An art school is a distinct building type because it has to host very different ways of working under one roof. A music room needs acoustic separation, a dance studio needs open uninterrupted floor space, and a drawing room needs steady, even daylight. Resolving these competing demands within a single clear geometry is the central challenge here, and the repeating square module gives each activity a room of consistent proportions while keeping circulation simple. The covered gallery formed by the wooden columns acts as a threshold between inside and outside, a sheltered edge where students can pause, gather or move between rooms without stepping into the weather.

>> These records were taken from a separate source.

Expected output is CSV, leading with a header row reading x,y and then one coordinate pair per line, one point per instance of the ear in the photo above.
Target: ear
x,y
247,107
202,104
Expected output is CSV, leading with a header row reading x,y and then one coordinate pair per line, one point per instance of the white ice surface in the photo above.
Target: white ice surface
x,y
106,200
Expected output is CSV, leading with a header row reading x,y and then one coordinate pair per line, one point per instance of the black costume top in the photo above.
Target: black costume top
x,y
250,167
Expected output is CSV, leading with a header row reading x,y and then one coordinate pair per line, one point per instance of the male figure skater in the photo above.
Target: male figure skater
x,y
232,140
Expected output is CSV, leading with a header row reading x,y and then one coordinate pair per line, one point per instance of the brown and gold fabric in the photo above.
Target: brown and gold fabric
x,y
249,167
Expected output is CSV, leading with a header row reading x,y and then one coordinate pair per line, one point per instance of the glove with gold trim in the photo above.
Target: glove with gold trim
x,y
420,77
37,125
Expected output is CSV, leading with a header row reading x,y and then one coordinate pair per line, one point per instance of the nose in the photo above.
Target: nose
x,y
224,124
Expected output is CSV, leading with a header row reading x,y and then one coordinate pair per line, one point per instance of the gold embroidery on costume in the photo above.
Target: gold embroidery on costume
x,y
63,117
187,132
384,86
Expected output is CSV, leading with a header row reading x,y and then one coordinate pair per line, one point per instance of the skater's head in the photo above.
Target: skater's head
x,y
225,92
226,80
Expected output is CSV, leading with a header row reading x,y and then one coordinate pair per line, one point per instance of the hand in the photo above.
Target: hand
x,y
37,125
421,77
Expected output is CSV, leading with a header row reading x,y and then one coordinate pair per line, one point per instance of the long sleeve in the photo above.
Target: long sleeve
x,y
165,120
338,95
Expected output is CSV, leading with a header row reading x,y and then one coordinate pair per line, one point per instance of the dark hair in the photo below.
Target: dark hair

Module, structure and the village setting
Choosing timber for the columns connects the building to a long tradition of timber framing, where the structure itself becomes the visible order of the architecture rather than something hidden behind a finish. A grid of this kind suits an institution that may grow or change use over time, since rooms defined by a regular module can be reassigned without fighting the structure. The covered gallery is a familiar device in educational architecture, giving young students a clear, safe route around the building and a generous shared space that belongs to no single class.
Placing the school in Bernolákovo rather than in central Bratislava reflects a wider interest in bringing cultural and creative facilities closer to where people live. A modest rectangular form on a clear module sits comfortably within a village fabric, neither overwhelming its neighbours nor pretending to be a monument. Potočár’s scheme shows how restraint can be productive, letting one simple idea carry a varied programme. The result reads as a calm framework ready to be filled with the noise and movement of children learning to make art.